Some films remain forever embedded in your psyche and stick with you long after the final credits roll. Writer/director Kelly Fyffe-Marshall’s searing short story Haven is exactly this type of film. In a few short minutes, Haven hones in on the beauty and horrors of black girlhood — tackling a subject that is often buried in the black community. After the film’s premiere at the South by Southwest (SXSW) Film Festival, I chatted with Fyffe-Marshall and Haven executive producer Tamar Bird about the film, its perfect casting and why it’s so important to tell painful stories.
The idea for Haven was sparked by a conversation that Fyffe-Marshall had one day with her director of photography. “My DP Jordan Oram (Drake’s “God’s Plan”) had shown me another film, and it was about two people in a room,” she remembered. “So he sparked something in me. I thought, ‘What’s something that as black women we don’t see a lot of on TV?’ For me, it was a black daughter getting her hair done. That’s something that nearly all black women went through at least once a week as a child. So, I started with that, and it just became Haven.”

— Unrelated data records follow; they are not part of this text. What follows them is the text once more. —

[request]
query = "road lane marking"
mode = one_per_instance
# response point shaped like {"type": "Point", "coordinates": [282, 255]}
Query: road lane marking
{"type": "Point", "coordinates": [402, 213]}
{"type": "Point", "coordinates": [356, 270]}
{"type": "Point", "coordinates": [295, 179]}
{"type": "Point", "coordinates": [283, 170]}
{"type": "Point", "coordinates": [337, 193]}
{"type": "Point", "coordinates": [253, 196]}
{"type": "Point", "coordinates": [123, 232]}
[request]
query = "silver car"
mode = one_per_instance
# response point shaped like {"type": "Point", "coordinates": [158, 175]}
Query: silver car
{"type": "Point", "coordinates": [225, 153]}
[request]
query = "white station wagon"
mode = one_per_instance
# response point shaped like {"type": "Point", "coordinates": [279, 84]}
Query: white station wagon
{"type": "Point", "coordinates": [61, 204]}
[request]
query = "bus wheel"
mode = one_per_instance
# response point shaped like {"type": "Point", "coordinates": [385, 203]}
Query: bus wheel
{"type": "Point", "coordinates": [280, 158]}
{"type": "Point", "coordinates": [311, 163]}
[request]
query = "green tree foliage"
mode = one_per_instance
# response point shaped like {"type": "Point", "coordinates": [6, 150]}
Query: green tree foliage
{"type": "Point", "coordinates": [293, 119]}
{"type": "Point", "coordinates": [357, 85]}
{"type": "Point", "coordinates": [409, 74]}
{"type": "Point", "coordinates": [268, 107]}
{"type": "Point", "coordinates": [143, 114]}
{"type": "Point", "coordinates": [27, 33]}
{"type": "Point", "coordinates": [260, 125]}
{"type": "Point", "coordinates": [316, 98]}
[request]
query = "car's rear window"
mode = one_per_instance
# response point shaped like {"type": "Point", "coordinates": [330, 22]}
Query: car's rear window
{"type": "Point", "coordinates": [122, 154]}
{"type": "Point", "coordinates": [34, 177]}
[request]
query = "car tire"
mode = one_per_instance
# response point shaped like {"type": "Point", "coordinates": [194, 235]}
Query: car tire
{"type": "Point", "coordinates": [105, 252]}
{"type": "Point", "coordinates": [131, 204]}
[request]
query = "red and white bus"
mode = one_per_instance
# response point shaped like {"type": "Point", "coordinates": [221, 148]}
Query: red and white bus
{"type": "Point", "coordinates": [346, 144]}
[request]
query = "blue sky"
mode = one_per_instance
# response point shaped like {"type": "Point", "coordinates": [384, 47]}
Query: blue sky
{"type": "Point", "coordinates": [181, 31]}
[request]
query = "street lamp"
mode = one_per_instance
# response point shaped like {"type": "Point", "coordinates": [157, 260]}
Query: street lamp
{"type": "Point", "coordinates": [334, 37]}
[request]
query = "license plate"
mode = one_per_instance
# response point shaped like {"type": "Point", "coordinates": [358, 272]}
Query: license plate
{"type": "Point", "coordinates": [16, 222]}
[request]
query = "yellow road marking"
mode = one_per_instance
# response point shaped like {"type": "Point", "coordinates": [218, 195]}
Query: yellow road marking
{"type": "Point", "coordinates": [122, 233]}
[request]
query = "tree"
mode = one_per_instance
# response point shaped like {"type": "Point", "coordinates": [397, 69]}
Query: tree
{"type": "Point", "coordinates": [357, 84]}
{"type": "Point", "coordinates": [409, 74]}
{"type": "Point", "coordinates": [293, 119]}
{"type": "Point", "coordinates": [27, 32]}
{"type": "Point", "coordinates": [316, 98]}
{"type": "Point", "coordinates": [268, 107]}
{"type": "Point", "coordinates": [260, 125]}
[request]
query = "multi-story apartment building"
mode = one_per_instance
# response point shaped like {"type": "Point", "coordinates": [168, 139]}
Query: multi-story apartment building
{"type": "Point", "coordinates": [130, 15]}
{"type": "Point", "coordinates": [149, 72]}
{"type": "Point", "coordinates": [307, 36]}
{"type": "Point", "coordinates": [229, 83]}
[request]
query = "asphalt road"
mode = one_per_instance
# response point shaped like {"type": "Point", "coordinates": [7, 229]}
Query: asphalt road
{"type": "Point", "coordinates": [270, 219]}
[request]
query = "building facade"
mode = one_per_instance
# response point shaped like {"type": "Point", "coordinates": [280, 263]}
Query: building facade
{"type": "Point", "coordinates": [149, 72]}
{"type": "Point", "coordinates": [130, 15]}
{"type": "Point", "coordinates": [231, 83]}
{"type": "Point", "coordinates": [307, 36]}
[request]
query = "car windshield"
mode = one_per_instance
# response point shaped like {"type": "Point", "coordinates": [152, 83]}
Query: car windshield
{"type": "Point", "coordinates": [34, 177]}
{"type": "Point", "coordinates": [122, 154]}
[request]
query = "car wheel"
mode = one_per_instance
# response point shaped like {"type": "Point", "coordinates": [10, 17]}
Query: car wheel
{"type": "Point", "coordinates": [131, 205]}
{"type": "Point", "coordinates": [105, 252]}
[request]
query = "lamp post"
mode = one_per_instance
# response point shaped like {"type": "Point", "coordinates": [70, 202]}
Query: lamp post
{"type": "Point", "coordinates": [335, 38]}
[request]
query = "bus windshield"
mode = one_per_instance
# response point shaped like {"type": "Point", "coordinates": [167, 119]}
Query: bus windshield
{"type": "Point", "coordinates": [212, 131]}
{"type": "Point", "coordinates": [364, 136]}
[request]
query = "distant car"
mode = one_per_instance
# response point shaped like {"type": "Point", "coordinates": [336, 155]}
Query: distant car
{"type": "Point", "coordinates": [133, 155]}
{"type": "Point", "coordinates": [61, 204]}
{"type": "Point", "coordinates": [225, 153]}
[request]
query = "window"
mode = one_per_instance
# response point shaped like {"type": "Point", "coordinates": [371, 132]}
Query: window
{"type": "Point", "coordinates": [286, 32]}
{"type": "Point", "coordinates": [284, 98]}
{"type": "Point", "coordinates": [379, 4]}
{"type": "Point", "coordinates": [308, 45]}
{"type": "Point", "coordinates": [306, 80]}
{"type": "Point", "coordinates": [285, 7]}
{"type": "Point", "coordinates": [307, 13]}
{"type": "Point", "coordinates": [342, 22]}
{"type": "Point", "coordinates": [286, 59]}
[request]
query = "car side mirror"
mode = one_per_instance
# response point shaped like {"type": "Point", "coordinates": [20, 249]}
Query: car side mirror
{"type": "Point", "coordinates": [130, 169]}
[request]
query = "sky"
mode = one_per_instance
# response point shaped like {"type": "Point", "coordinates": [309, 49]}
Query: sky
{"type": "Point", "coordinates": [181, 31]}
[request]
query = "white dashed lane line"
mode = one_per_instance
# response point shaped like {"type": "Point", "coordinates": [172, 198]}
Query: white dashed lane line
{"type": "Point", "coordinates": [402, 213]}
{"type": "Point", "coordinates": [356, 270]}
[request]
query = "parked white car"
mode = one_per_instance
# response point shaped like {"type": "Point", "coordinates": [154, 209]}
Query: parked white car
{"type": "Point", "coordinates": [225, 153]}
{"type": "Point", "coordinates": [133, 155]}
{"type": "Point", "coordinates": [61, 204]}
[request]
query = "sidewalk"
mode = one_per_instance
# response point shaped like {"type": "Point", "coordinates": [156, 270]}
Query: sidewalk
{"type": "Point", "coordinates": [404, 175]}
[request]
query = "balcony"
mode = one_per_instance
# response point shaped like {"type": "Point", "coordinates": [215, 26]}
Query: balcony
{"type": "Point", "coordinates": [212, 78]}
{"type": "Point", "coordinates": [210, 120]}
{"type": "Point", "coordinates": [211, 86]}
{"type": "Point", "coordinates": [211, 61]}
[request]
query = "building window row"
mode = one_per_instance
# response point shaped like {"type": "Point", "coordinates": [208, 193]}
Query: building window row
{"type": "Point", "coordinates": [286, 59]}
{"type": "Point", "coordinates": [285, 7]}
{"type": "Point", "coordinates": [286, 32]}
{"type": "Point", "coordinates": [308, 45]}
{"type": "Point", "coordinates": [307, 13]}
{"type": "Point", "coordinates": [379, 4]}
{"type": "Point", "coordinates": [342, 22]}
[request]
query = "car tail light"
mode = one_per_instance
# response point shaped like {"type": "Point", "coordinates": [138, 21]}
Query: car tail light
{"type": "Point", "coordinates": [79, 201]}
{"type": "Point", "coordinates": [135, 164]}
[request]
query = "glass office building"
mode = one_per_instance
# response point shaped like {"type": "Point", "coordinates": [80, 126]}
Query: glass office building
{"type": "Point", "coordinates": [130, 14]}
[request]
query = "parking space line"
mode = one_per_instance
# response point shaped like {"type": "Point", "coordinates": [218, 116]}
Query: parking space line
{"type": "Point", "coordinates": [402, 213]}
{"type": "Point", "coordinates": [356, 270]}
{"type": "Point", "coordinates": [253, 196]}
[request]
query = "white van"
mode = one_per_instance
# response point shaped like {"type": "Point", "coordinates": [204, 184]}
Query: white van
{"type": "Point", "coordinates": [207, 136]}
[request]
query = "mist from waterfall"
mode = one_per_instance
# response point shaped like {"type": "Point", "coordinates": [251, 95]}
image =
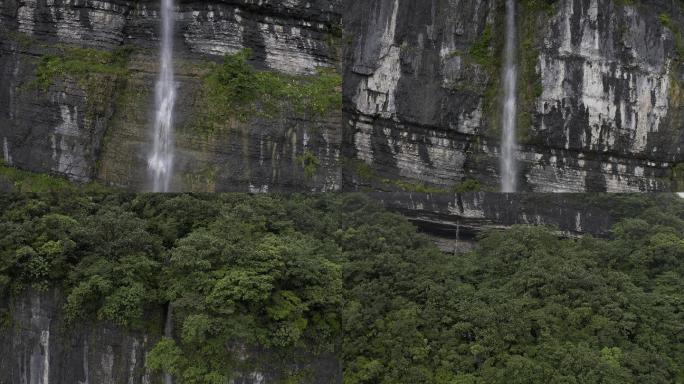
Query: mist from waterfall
{"type": "Point", "coordinates": [160, 161]}
{"type": "Point", "coordinates": [510, 77]}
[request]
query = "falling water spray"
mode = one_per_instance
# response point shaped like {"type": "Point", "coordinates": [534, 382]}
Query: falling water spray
{"type": "Point", "coordinates": [510, 77]}
{"type": "Point", "coordinates": [161, 159]}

Once the idea was formed, Fyffe-Marshall found the perfect collaborator in Bird, an actress and award-winning Canadian filmmaker. “Kelly and I have known each other for about six years,” Bird revealed. “When she presented this to me, I remember saying, ‘This is it. Don’t do anything to it, don’t change anything. This is perfect. This is what we need; this is what the world needs.’ From there we just wanted to make it as true to our childhoods as possible — that nostalgic feeling of listening to reggae music in the background and watching TV while you’re getting your hair done.”